Freezing hard drive

My primary computer suffered a failure of the primary hard drive last night. I had backups, but not complete and not recent. I purchased a new drive this morning and reinstalled Windows XP and various applications, but still wanted to get the data off the old drive. So I tried something I’d heard about, which is to freeze a hard drive that’s not booting.

Well, it worked, sort of. At least for about an hour or so, I was able to read data off the drive and copy it elsewhere. But then it stopped working, so I returned the drive to the freezer. When I first took the drive out of the freezer, it was ice-cold (as you’d expect) but was warm when it failed. So it seems that some component(s) shrunk when cooled enough for the drive to work. I’d always wondered if that trick would work, and I’m pleased to say that it does.
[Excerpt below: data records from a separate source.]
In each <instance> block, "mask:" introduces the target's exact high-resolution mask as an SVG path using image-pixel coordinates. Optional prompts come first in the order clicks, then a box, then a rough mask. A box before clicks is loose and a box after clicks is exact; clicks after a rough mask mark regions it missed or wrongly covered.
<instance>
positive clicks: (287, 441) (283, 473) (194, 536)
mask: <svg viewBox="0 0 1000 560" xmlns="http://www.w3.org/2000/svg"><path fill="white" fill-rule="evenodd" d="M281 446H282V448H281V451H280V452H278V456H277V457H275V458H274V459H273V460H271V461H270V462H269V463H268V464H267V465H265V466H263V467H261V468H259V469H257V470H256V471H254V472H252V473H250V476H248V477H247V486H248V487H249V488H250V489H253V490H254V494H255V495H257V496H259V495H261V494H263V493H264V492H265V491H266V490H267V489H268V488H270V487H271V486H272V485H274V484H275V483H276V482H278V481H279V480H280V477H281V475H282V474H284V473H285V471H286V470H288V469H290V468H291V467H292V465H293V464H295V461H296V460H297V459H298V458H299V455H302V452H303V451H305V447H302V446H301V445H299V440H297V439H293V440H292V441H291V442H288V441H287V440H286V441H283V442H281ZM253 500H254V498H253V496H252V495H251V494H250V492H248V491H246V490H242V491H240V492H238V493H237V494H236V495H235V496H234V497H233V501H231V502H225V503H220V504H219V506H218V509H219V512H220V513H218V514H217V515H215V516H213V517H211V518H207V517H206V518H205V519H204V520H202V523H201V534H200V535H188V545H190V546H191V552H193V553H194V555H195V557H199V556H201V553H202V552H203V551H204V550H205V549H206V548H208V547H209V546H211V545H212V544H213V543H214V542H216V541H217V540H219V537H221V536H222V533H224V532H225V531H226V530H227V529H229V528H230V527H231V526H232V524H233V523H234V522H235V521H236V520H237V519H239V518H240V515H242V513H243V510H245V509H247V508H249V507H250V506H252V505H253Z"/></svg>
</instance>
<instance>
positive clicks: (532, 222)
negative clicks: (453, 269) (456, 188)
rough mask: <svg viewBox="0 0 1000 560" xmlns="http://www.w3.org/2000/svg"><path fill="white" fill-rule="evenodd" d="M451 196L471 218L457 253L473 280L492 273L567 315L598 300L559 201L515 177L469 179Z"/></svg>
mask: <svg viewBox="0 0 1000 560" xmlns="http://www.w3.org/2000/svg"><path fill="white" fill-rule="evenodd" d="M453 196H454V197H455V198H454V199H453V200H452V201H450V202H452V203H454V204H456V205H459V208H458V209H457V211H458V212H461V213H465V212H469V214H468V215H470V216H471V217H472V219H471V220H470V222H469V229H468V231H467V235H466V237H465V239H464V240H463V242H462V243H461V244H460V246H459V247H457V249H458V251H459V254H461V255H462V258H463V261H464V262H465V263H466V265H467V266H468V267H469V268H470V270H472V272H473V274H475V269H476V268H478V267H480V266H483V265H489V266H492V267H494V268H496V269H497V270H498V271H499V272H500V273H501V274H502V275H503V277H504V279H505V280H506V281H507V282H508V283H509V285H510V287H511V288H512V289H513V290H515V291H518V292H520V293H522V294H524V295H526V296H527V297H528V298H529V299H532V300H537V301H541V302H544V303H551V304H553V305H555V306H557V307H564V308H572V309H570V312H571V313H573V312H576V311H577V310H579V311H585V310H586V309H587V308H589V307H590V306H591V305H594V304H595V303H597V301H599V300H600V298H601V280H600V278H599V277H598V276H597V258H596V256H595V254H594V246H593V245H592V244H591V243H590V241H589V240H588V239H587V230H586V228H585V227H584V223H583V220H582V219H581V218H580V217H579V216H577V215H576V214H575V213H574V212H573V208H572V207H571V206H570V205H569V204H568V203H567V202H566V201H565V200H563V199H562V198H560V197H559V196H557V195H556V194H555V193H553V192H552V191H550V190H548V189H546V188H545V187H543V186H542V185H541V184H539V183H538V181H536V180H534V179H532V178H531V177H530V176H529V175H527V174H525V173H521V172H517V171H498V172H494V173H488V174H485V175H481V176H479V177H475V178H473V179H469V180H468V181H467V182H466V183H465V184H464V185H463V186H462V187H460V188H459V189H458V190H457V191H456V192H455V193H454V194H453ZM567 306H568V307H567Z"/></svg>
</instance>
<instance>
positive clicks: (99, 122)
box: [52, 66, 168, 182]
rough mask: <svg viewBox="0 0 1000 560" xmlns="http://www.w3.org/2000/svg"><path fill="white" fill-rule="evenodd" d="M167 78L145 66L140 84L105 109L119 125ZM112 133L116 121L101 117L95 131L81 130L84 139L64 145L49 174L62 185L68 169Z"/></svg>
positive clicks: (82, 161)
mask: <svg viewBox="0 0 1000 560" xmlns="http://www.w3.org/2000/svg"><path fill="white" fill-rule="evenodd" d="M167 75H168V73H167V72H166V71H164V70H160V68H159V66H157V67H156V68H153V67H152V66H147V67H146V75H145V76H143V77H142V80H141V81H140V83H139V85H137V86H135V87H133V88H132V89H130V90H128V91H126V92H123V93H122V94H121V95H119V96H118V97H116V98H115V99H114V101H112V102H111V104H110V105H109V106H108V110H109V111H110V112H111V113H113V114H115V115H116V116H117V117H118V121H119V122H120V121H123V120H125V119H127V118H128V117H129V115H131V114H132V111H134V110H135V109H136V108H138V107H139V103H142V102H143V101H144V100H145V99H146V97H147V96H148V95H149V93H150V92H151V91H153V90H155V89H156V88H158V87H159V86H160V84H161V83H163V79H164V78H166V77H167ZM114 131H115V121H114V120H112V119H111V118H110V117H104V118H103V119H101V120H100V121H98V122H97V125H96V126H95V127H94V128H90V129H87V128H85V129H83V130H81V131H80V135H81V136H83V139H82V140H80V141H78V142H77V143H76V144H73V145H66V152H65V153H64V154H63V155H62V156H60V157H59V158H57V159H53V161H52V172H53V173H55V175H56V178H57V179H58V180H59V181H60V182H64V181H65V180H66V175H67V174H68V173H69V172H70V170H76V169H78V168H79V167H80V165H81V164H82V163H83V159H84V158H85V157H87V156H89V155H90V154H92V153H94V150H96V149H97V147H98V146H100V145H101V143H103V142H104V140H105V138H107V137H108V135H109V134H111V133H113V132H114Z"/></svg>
We had this happen at work just a couple weeks ago. One of our computers crashed and we didn’t have a disk image or a backup workstation and so we *really *needed to get the data off the drive that crashed. Our techs did the same thing – put it in the freezer for about a half hour, hooked the drive back up, they were able to get it to work for about ten or fifteen minute before they had to yank it again and put it back in the freezer. I think they did this about half a dozen times (at one point I joked that we should get a two-wheeler and just haul the freezer out from the break room to the production floor) but eventually they were able to recover the entire disk. I was amazed, I had never heard of this before.